In contrast to these findings, Hanoura et al. (
36) showed that neither the onset of the block nor the recovery of the motor block were affected by epidural dexmedetomidine in CS. However, it prolonged the sensory block, enhanced the quality of intraoperative and postoperative analgesia, while maintaining a low degree of arousal sedation without causing major maternal or neonatal side effects. Also, Imani et al. (
37) demonstrated that combination of intravenous dexmedetomidine with non-opioid analgesics for pain management in CS did not have hemodynamic complications.

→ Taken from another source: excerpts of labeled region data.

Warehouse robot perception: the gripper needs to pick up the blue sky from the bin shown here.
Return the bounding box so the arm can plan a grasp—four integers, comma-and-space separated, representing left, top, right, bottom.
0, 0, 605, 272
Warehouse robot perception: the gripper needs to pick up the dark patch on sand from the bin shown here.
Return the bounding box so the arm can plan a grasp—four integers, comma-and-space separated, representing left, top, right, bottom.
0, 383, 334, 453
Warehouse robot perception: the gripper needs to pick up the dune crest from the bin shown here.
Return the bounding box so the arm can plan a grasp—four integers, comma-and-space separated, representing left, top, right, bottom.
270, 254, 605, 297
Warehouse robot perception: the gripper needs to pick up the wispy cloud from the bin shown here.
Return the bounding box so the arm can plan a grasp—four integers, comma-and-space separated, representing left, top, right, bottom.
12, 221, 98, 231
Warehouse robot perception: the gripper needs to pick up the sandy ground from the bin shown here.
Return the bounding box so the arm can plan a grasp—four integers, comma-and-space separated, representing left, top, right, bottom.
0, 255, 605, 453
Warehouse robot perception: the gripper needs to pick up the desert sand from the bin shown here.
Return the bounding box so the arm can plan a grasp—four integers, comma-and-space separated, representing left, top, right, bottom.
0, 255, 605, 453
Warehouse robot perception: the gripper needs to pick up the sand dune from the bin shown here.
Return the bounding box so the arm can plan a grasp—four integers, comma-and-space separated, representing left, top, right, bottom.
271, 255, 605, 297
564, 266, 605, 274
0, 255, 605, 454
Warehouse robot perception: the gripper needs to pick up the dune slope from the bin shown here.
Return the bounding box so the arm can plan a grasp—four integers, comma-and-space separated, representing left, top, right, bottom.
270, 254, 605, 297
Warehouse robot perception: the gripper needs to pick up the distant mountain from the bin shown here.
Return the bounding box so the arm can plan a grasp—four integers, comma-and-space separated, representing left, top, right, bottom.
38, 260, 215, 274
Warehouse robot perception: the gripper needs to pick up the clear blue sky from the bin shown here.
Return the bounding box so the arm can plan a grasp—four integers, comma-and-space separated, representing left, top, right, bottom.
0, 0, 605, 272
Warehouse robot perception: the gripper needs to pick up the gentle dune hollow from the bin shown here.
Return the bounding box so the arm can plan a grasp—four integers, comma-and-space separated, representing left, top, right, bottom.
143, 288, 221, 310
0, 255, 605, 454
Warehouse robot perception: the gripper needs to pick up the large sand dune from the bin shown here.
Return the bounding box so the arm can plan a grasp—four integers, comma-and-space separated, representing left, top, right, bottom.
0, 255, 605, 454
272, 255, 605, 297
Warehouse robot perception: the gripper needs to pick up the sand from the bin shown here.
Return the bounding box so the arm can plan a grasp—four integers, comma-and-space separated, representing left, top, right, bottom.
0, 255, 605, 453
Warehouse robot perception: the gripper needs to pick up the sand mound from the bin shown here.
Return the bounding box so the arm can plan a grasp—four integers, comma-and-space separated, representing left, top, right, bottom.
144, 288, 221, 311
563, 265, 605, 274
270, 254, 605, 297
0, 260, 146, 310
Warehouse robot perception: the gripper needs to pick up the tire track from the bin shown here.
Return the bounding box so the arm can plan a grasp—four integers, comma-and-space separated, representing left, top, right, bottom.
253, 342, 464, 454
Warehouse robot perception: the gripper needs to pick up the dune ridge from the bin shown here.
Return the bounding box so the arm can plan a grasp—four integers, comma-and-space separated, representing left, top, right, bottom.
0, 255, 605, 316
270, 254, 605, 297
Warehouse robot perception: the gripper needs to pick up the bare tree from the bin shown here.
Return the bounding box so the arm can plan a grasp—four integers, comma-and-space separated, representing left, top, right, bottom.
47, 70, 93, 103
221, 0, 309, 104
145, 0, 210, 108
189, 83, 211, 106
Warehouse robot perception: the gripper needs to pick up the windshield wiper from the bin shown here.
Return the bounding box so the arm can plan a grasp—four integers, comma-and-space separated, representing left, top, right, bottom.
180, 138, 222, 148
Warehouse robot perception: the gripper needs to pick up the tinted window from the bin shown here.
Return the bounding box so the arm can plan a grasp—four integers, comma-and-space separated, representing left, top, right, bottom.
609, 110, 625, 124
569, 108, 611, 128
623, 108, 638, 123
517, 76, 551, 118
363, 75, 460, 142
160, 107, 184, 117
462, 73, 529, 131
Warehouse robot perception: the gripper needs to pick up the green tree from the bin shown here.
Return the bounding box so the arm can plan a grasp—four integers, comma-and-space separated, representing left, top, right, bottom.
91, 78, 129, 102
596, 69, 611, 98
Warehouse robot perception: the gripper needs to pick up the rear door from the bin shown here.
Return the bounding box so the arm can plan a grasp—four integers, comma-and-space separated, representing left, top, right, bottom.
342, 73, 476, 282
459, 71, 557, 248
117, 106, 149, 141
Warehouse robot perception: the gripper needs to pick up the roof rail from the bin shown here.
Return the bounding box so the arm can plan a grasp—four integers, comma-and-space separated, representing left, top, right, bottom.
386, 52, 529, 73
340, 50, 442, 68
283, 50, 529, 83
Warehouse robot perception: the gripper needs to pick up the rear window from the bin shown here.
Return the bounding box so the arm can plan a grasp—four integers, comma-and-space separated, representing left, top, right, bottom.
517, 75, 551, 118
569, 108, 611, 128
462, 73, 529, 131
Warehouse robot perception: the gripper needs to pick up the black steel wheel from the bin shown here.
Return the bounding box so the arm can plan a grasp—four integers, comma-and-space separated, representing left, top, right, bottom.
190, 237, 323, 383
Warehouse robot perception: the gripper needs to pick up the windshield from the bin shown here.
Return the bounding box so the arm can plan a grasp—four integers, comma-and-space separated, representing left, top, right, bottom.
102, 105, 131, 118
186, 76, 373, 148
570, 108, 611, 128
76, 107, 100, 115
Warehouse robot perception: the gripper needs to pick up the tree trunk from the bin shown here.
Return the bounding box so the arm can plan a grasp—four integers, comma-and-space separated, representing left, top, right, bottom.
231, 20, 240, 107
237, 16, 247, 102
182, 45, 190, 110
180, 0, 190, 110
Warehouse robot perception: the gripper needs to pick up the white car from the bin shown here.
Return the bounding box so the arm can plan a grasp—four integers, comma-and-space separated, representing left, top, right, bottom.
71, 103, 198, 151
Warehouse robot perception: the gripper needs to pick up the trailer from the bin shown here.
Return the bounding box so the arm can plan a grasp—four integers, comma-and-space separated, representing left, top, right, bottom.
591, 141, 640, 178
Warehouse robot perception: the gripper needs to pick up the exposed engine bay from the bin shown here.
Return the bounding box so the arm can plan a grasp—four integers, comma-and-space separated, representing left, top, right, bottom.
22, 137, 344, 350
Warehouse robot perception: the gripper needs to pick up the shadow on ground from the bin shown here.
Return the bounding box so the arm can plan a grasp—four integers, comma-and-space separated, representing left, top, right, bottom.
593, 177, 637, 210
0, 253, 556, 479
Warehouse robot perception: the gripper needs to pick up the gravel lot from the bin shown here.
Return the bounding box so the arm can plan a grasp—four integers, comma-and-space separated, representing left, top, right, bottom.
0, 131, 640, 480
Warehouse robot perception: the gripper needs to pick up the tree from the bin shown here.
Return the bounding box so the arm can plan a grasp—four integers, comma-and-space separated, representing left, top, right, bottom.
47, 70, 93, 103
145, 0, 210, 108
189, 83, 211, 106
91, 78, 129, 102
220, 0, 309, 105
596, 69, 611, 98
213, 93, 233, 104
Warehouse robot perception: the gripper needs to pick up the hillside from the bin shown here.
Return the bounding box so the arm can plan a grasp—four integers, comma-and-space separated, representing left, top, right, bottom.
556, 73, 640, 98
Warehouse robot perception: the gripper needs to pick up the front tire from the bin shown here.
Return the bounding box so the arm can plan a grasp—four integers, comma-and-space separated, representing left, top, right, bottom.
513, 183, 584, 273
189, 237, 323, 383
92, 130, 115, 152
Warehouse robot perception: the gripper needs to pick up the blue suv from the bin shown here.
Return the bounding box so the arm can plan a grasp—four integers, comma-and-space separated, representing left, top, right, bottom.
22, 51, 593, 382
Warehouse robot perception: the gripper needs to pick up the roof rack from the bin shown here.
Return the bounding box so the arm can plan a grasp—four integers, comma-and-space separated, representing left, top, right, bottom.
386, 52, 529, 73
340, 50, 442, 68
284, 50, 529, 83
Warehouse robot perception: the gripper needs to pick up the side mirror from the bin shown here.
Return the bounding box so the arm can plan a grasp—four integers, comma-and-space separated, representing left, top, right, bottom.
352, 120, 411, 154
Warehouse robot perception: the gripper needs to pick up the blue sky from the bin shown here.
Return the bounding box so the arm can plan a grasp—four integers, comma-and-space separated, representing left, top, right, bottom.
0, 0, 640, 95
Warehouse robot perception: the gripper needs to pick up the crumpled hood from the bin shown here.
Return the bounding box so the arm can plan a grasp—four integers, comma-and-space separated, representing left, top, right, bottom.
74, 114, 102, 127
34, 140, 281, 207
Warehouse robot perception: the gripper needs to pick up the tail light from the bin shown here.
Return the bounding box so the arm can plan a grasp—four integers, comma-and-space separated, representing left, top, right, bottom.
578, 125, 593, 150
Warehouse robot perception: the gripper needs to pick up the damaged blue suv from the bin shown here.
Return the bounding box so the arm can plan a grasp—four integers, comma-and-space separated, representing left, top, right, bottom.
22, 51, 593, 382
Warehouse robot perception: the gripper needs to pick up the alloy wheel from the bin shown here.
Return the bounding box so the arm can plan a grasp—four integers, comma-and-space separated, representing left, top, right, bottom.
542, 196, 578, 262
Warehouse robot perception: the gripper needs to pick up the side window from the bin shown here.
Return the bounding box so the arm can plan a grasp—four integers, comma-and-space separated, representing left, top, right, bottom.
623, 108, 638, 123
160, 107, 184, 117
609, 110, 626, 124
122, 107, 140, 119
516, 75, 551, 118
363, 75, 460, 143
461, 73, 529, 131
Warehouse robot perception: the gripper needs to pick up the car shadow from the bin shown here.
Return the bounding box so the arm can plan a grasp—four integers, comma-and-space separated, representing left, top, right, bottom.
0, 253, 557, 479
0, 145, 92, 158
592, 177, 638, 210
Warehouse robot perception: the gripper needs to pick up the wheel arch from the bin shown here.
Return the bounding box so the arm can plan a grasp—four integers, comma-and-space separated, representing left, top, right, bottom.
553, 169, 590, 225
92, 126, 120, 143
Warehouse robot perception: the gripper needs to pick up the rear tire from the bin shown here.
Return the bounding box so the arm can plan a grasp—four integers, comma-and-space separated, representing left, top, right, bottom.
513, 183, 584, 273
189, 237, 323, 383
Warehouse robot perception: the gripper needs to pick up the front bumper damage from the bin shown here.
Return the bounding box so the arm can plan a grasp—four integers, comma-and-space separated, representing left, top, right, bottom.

In lower limb and abdominal procedures, compared to epidural clonidine (
22), epidural magnesium allows for a rapid onset of surgical anesthesia with no side effects, while adding clonidine prolongs anesthesia duration along with significant sedation. Similar results were obtained by Bajwa et al. (
38), as they found that epidural clonidine in CS resulted in shorter onset of analgesia with a longer duration, but with more bradycardia and hypotension occurrence, which may be detrimental for parturients. Rajabi et al. (
39) reported that when intravenous infusion of magnesium or clonidine were used in combination with GA in CS, once at the time of the induction, they had favorable hemodynamic and anesthetic profile with no risk to the neonate.
This study had some limitations. First, different doses of MgSO4 should be used to know the optimum dose to be used without significant side effects. Second, the synergistic effect of intravenous and epidural MgSO4 should be studied, which may speed up the onset of action.
5.1. Conclusions
To conclude, adding 50 mg of MgSO4 to levobupivacaine in the epidural catheter during the epidural labor analgesia to anesthesia conversion for an emergency CS significantly accelerated the onset of sensory block and delayed the recovery of both sensory and motor block, without any major maternal or fetal side effects.